For over thirty years Marianne Oswald lived in a room at the famous Hôtel Lutetia on the Left Bank in Paris, a hotel which ironically had served as the headquarters of the Gestapo during the war. When she died in 1985 at the age of 84, at the hospital in Limeil-Brevannes in the Val-de-Marne, few people attended the funeral. Six years later, in June 1991, her remains were returned to her hometown of Sarreguemines. A plaque with her name was affixed to the corner of Church Street and Rue de Verdun, at the very spot occupied by the building in which she had been born, and which had been destroyed during the war.

==Tributes==

- She sings neither well nor ill. Let specialists define her talent. The important thing is that she sings as a torch burns.
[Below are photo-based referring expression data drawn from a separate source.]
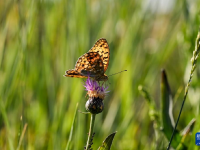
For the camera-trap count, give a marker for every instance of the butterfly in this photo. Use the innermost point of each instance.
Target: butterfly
(94, 63)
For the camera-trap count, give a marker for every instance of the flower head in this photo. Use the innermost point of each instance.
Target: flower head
(96, 95)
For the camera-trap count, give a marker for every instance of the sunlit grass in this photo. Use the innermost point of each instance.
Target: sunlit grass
(39, 40)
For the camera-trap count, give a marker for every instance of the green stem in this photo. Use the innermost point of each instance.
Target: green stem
(89, 142)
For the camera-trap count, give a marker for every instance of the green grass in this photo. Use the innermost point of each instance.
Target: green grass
(40, 40)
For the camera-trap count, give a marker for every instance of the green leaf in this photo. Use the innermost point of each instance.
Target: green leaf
(152, 110)
(167, 120)
(107, 142)
(186, 136)
(72, 129)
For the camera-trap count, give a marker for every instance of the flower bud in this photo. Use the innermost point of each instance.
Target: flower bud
(94, 105)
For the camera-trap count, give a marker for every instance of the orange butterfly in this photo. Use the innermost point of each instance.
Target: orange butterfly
(93, 63)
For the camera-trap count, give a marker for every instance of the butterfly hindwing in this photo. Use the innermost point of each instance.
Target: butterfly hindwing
(73, 73)
(90, 64)
(101, 47)
(94, 63)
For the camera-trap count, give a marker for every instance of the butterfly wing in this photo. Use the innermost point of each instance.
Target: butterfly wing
(90, 64)
(74, 74)
(101, 47)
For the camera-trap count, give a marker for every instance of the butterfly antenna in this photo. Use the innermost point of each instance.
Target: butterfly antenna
(116, 73)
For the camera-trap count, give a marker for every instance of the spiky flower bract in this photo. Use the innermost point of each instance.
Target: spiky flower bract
(96, 95)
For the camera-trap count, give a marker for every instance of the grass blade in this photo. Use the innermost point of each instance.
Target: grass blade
(107, 142)
(72, 129)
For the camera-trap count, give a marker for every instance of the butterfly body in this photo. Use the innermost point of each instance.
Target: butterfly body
(94, 63)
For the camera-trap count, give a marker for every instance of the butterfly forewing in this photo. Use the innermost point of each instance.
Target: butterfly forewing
(90, 64)
(73, 73)
(101, 47)
(93, 63)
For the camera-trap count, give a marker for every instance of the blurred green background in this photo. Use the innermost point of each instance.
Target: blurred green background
(41, 39)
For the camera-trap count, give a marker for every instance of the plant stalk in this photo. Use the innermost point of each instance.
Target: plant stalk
(89, 141)
(194, 61)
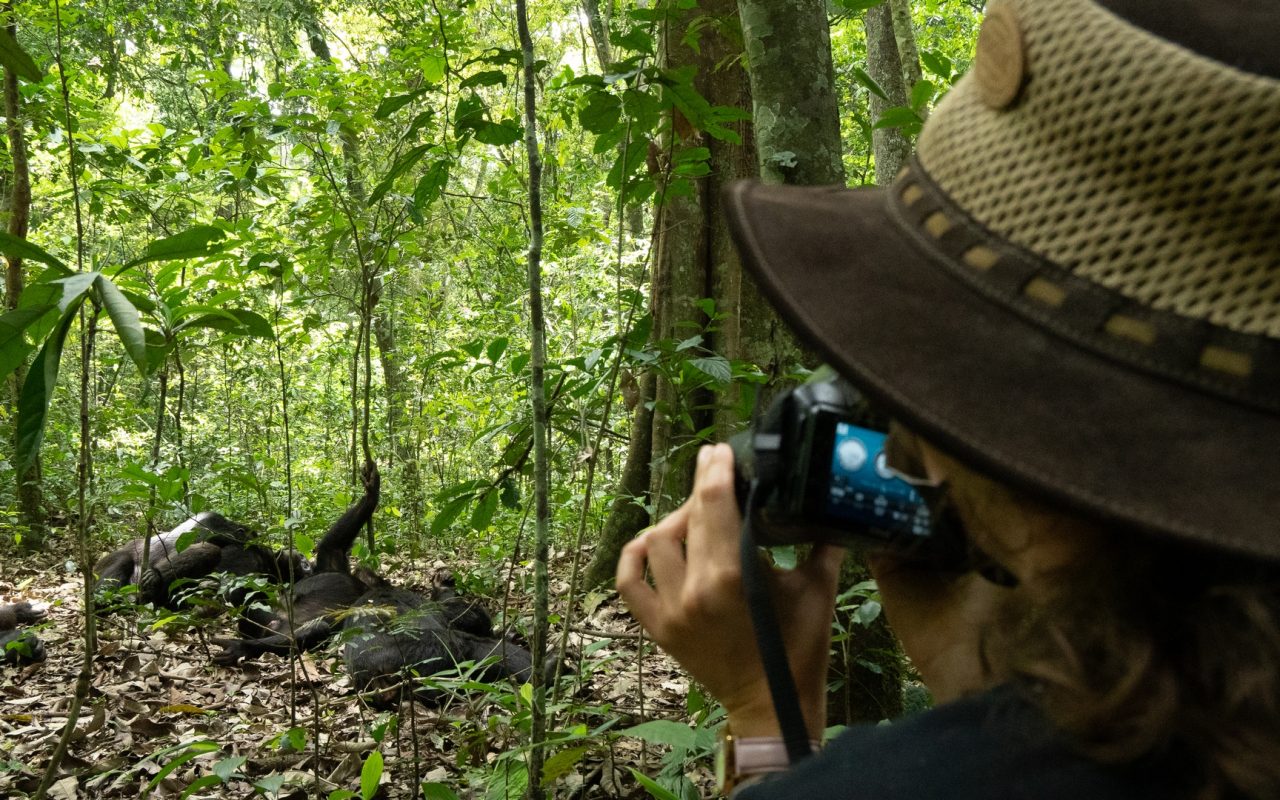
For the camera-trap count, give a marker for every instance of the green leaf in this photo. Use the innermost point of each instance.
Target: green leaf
(16, 59)
(922, 94)
(899, 117)
(867, 613)
(402, 165)
(432, 184)
(16, 247)
(13, 347)
(438, 791)
(664, 732)
(937, 63)
(602, 112)
(489, 77)
(499, 133)
(191, 243)
(193, 750)
(449, 513)
(126, 320)
(869, 82)
(483, 513)
(562, 763)
(858, 7)
(714, 366)
(370, 775)
(652, 786)
(37, 391)
(638, 40)
(394, 103)
(254, 324)
(201, 782)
She is alternately the geranium of the suburbs, the scar of crime, the lantern of the brothel and the whistle of the police. —Jean Cocteau
- She sings of reality, however it goes beyond reality, she does not pretend to translate, she torments the human soul, and it cuts like a knife. (Elle chante des chansons réalistes, cependant elle dépasse le réalisme, elle ne fait pas semblant, elle transpose, elle taraude l'âme humaine, elle dessine au burin.) —Louis Leon Martin
- I suppose that it is this mighty crimson fire, this flare, this lighthouse, a beacon which infuses this ember fury, this dispenser of acetylene gas and magnesium flame, which explains the effectiveness of this singer, this mime that repels many, but who is nonetheless much needed. (Je suppose que c'est cette puissance rouge d'incendie, de mégot, de torche, de phare, de fanal, qui l'habite, cet acharnement de braise, cette haleur de gaz d'acétylène, de magnésium et de lampe à souder, qui forment l'efficacité de cette chanteuse, de cette mime que bien des esprits repoussent, mais qui s'impose malgré tout.) —Jean Cocteau

==Filmography==
- 1938: The Little Thing (directed by Maurice Cloche) – La camarade
- 1949: The Lovers Of Verona (directed by André Cayatte) – Laetitia
- 1953: Le Guérisseur (directed by Yves Ciampi) – La guérisseuse Lucie
- 1958: The Adventures of Remi (directed by André Michel) – Mrs. Emily Driscoll
- 1958: Anna la bonne (short) (directed by Harry Kümel) – Anna
- 1956: The Hunchback of Notre Dame (directed by Jean Delannoy)
- 1958: Les Amants de Montparnasse (directed by Jacques Becker & Max Ophüls)

==Television==
- Marianne Oswald, une flamme, un cri: a musical/biographical documentary directed by Yannick Delhaye, broadcast on France 3 Lorraine in 2014.

==Discography==
- L’Art de Marianne Oswald [1932-1937], EPM 982272 (1991).
- Kurt Weill in Paris, Assai, 2000.

==Bibliography==
- Marianne Oswald (1945). "One small voice"
- Marianne Oswald; Jacques Prévert (1948). "Je n'ai pas appris à vivre"
- Lucienne Mazenod (1960). "Les Femmes célèbres, pp. 658–659"
- Colette Godard, Marianne Oswald. Compilation, Le Monde, June 18, 1992, p. 38.